N-glycans on SLC26A3 do not significantly alter plasma membrane or lipid raft trafficking, but appear to stabilize interdomain contacts to stimulate transport.

Abstract

DRA (SLC26A3) is a major apical intestinal Cl^-/HCO₃^- exchanger, which is expressed in complex and hybrid N-glycosylated forms. While the importance of N-glycosylation is evident from the significantly reduced transport activity of non-N-glycosylated DRA constructs (DRA-N0), the underlying molecular mechanisms are controversial. Therefore, plasma membrane expression and lipid raft localization of glycosylation-deficient DRA-N0 were analyzed in HEK cells. The activity of DRA-N0 was reduced by 70% compared to the wildtype construct. Absolute expression of DRA-N0 was significantly reduced by approximately 57% in the cell lysate and by 34 and 45% in the plasma membrane and in plasma membrane-derived lipid rafts, respectively. These amounts are insufficient to account for the reduction in activity.
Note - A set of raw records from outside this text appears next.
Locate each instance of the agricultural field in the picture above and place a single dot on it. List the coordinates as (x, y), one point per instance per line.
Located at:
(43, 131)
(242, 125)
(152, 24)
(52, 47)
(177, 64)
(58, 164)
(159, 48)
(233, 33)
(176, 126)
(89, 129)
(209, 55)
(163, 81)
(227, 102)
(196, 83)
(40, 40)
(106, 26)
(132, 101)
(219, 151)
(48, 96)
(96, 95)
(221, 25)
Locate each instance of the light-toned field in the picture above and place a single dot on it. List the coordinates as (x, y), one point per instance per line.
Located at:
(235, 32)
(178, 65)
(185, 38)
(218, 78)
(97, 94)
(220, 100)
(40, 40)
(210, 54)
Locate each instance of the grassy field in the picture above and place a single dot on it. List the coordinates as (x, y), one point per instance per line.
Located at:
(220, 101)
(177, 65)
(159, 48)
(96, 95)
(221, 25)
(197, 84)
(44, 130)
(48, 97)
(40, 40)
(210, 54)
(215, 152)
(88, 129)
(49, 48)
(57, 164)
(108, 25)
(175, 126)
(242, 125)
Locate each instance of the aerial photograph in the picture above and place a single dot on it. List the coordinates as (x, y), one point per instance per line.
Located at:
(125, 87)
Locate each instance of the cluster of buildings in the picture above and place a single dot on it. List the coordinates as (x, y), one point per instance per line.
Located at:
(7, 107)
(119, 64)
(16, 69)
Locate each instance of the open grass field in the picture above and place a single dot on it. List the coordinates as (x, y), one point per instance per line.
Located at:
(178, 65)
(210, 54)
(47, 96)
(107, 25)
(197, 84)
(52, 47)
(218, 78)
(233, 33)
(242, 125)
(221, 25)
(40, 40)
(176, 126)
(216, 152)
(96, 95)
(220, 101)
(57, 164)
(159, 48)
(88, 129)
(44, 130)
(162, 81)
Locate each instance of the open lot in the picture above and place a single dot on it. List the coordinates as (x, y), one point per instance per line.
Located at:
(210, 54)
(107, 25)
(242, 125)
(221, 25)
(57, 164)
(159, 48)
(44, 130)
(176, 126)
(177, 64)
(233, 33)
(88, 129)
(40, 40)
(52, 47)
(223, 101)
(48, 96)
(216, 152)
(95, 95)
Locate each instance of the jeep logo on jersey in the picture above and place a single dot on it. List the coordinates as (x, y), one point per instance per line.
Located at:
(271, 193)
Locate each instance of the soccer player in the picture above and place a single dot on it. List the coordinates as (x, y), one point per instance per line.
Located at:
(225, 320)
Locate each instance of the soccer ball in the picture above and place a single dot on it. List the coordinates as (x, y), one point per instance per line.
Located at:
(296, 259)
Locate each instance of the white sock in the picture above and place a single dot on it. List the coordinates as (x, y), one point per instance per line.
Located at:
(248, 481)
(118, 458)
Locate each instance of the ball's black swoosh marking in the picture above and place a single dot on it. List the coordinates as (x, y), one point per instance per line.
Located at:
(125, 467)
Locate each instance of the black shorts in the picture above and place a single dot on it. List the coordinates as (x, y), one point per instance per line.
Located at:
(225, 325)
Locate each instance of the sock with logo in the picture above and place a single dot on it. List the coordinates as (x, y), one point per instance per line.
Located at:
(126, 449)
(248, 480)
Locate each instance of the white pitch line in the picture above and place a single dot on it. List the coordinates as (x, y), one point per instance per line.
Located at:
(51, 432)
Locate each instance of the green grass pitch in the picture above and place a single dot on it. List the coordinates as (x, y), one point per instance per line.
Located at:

Furthermore, the statistical analysis did not support a difference in the relative expression of DRA and DRA-N0 in the plasma membrane and in plasma membrane-derived lipid rafts, indicating that N-glycosylation does not affect transport activity through trafficking and localization in these cell compartments. To gain insight into potential intramolecular effects of N-glycosylation on DRA, its 3D-structure was predicted using AlphaFold3 with complex N-glycans covalently attached to N153, N161, and N164 in the transport domain. This revealed multiple inward- and outward-facing conformations of the protein. The number of interdomain contacts of the transport domain-bound glycans with the scaffold domain was higher in the inward-facing state. Because substrate release to the cytoplasm represents the rate-limiting step in many transport proteins, this suggests that in DRA glycans stabilize the inward-facing state facilitating anion transport.